Dass man viel aus diesem Film hätte machen können, zeigen einzelne Szenen: Die Episode mit Hitler auf der Couch; Hitler, der einen Globus öffnet, wobei dieser nicht wie üblich als Minibar dient, sondern mit einer bunten Kollektion von Medikamenten befüllt ist. "Das mit der Endlösung dürfen Sie nicht persönlich nehmen", sagt ein jovial-heiterer Goebbels in einer weiteren Szene zum gerade frisch aus dem KZ entlassenen Grünbaum. Etwas später betritt der Professor das Arbeitszimmer Hitlers: "Heilen Sie mich", krächzt der Führer in Richtung des Juden. "Jawohl, Heil Hitler!", grüßt Grünbaum steif zurück.
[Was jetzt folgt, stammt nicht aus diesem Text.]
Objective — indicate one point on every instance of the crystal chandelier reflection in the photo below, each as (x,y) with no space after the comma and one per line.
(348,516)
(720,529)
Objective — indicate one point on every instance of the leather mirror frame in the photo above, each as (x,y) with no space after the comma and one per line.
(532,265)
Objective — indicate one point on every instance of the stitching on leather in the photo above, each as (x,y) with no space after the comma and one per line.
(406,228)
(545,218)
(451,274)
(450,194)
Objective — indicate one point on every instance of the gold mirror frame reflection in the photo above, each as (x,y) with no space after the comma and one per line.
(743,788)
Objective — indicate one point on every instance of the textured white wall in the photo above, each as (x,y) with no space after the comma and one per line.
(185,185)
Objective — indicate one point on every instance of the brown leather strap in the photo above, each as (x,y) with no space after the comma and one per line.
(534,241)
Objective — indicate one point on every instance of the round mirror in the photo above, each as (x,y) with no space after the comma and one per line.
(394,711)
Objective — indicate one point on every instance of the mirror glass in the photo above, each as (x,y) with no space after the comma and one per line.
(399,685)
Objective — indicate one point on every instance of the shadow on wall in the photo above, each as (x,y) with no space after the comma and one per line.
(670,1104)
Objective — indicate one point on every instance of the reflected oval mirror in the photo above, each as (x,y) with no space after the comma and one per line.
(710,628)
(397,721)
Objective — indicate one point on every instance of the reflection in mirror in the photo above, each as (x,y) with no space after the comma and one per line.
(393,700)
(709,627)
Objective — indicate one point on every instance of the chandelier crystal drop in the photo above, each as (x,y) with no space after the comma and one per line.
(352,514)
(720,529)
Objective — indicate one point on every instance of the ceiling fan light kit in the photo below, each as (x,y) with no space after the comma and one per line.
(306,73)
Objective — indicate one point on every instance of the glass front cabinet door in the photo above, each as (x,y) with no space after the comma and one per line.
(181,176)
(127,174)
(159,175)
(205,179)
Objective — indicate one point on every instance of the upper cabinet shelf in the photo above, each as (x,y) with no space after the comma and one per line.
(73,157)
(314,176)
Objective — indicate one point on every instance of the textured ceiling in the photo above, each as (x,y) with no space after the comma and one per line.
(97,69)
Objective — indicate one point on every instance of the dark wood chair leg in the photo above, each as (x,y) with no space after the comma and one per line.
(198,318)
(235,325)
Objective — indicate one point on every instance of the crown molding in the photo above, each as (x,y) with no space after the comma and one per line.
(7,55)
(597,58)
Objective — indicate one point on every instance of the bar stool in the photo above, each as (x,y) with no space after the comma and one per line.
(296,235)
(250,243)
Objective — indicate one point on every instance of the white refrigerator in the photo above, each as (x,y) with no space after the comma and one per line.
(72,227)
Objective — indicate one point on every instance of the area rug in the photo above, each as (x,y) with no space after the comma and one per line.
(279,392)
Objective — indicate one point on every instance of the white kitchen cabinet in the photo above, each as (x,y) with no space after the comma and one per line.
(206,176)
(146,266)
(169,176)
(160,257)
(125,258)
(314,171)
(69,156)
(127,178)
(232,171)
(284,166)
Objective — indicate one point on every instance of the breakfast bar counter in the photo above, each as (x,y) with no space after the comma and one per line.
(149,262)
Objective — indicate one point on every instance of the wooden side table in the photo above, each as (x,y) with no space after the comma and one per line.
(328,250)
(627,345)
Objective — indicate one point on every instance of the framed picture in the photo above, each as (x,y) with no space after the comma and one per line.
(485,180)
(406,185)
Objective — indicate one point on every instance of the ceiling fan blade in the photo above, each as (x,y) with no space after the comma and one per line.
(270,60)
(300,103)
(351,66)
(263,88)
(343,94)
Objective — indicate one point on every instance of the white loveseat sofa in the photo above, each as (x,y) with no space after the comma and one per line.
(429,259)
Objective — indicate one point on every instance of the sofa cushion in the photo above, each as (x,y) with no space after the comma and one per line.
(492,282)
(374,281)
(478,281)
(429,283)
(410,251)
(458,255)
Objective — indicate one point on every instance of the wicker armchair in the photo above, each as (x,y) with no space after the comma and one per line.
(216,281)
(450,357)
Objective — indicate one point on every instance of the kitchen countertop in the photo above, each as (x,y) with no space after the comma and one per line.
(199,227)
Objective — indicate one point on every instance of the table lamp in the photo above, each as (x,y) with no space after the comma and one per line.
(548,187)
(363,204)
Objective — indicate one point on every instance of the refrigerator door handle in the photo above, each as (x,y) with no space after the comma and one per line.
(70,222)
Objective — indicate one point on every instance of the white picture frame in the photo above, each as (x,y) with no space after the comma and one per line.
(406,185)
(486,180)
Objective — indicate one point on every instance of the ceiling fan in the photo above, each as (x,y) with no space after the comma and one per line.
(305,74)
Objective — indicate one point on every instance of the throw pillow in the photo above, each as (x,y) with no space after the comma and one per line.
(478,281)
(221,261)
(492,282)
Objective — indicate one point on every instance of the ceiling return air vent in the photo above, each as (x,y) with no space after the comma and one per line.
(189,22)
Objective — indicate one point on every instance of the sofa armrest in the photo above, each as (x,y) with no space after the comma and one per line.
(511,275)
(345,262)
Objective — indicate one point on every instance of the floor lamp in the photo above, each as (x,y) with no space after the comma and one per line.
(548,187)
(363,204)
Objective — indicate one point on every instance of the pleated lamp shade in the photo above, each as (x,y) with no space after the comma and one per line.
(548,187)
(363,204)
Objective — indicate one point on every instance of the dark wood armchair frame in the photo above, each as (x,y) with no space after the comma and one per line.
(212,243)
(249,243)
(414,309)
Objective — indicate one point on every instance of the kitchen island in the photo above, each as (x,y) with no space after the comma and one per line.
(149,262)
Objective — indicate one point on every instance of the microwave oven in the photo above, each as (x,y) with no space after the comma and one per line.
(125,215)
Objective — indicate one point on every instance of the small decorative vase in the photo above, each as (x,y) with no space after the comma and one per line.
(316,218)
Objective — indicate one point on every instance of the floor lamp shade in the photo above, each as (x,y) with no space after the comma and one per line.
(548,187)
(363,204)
    Gerade diese letzte Szene zeigt, wie unsicher dieser Film ständig zwischen Tragödie und Komödie schwankt, wie Sprachwitz, unter falschen Vorzeichen eingesetzt, völlig verschenkt wird. Selbst als Parodie wirkt Hitler in seiner vorgeblichen Selbsteinsicht völlig unglaubwürdig, ein Eindruck, der noch verstärkt wird durch die schlecht sitzende Latexmaske, die Helge Schneider trägt. Unwillkürlich denkt man dabei an einen Satz aus dem Film "The Fight Club": „Alles ist eine Kopie, eine Kopie, eine Kopie." Auf "Mein Führer" angewandt: Nicht der Schauspieler haucht der Figur Leben ein, sondern gerade umgekehrt: Die Matrize Hitlers legt sich wie ein Panzer um den Darsteller, beraubt ihn aller Möglichkeit der Interpretation. Dani Levy geht es offensichtlich nicht um Dekonstruktion, sondern um die Bestätigung alter medialer "Vor-Bilder", gegen die auch Helge Schneider zu keinem Zeitpunkt etwas ausrichten kann. Dieser spielt Hitler, ähnlich wie Bruno Ganz, elegisch schwer und langsam, mit tief verstellter Stimme, wie einen, der sich jederzeit bewusst ist, Mörder und psychisches Wrack zu sein. Als Zuseher merkt man dem Trash-Sänger ("Katzeklo") jedenfalls an, welche moralische Verantwortung in seinem Gesicht lastet, wenn er versucht, das Mensch gewordene Grauen darzustellen.

Die didaktische Ernsthaftigkeit und Tragik, die hinter dieser Maske, aber auch hinter vielen anderen Gesten und Szenen hervorsticht – man denke an das von Grünbaums Kopf rinnende Blut, seine anfängliche Nacktheit, die Erschießung am Schluss – widerspricht dabei in krassester Weise einer bloß auf harmlose Lacher abzielenden Komik, die weder etwas aufdecken noch etwas wirklich zeigen und erklären will. So wechselt Slapstick ständig mit real gefühlter Angst, ohne aber im Ergebnis an "echte" Tragikomödien wie "Das Leben ist schön" heranzureichen. Dass Hitler darüber hinaus andauernd an sich zweifelt, raubt der Satire schon im Ansatz jede Möglichkeit zu beißendem Witz. Niemand kann sich über einen lustig machen, der sich selbst nicht ernst nimmt. Dani Levy versucht es trotzdem – und scheitert. Was von diesem Film in Erinnerung bleibt, sind ein paar Lacher und viel Voyeurismus, weiter nichts.